See Discussion for an in-depth explanation of these examples.

3.1 Use Cases

Use cases

Example 1: A hypothetical workflow for model-based design that demonstrates a variety of use cases which are supported by this proposal

3.2 Design-Build-Test-Learn Provenance

Representing design-build-test-learn workflows with PROV-O

Example 2: A reproducible workflow for model-based design represented using PROV-O classes and annotations

3.3 Assembly Provenance

Assembly provenance

Example 3: A detailed representation of assembly provenance. Assembly provenance allows a synthetic biologist to track all the physical components or samples which go into a DNA assembly protocol.

3.4 Implementation

Implementation example

Example 4: An Implementation links a design ComponentDefinition to its build. In the left example, the build does not match its design specification. In the right hand example, the build does match its specification.

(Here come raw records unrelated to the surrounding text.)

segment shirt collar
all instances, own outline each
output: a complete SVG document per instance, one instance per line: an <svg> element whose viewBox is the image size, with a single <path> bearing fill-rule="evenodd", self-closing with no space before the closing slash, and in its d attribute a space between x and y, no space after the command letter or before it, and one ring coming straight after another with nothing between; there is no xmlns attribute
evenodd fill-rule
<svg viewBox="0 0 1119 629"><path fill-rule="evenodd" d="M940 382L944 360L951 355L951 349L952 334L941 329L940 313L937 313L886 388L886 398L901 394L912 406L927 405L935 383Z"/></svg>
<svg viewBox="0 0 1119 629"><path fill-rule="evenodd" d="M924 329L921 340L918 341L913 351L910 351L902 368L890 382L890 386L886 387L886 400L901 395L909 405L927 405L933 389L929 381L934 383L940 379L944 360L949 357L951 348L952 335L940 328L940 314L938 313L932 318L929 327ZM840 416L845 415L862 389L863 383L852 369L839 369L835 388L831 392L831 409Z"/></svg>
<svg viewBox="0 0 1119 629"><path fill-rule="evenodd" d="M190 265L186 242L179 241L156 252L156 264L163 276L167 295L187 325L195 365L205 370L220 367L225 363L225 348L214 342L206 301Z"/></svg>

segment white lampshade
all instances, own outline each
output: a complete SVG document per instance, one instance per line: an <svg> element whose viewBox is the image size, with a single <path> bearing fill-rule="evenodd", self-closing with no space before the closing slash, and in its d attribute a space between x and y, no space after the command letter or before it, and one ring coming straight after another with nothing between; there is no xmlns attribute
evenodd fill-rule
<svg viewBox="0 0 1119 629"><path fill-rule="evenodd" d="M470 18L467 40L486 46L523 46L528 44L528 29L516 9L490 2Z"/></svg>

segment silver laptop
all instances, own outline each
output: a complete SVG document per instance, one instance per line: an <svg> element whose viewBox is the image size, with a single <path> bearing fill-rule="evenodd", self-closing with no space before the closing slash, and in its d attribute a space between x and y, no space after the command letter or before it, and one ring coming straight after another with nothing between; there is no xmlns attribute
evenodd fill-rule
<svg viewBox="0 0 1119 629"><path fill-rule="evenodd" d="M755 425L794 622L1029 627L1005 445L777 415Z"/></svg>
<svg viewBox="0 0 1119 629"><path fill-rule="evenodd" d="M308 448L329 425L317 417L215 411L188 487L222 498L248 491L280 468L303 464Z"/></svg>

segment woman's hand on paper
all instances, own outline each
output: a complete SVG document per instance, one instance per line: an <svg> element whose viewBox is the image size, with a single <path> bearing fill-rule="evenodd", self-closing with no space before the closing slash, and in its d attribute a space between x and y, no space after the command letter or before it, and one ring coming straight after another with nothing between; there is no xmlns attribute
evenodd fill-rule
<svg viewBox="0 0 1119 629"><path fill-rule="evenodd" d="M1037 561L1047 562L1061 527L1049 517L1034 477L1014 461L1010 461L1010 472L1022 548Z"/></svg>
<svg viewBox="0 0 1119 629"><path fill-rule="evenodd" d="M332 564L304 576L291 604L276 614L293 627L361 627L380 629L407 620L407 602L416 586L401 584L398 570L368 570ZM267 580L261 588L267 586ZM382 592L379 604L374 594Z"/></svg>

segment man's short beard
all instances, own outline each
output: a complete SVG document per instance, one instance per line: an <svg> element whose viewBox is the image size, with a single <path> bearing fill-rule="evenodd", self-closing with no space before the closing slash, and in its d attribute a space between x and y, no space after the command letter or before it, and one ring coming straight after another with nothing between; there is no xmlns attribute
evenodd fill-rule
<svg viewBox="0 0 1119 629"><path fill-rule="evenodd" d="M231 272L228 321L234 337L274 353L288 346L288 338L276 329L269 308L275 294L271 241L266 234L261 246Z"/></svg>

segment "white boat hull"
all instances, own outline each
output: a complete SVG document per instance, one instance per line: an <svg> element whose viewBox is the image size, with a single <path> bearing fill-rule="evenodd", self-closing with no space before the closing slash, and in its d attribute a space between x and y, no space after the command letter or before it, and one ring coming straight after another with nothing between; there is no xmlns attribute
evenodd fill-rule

3.5 Derivation of Biological Replicates for iGEM Interlab Study

Object UML diagram for iGEM interlab case study

Example 5: An initial sample kit based on part designs from the iGEM Registry is replicated and split into different samples.

3.6 Co-Transfection of Constructs for CRISPR Repression Module

Object UML diagram for CRISPR repression case study

Example 6: Two sets of overlapping constructs that implement the components of a CRISPR-based circuit are transfected to implement two different versions of the circuit.

Backwards Compatibility

This proposal does not affect backwards compatibility.

Discussion

5.1 Design-build-test-learn

The design-build-test-learn cycle is a common theme in synthetic biology and engineering literature. The cycle is a generalized abstraction of an ideal engineering workflow and approach to problem-solving. Thefefore, the design-build-test-learn cycle is a de facto ontology upon which to base an SBOL data model for workflow abstraction. Other workflow activities in synthetic biology, such as analyzing, modeling, verifying, and evolving, by and large fit into the design-build-test-learn abstraction.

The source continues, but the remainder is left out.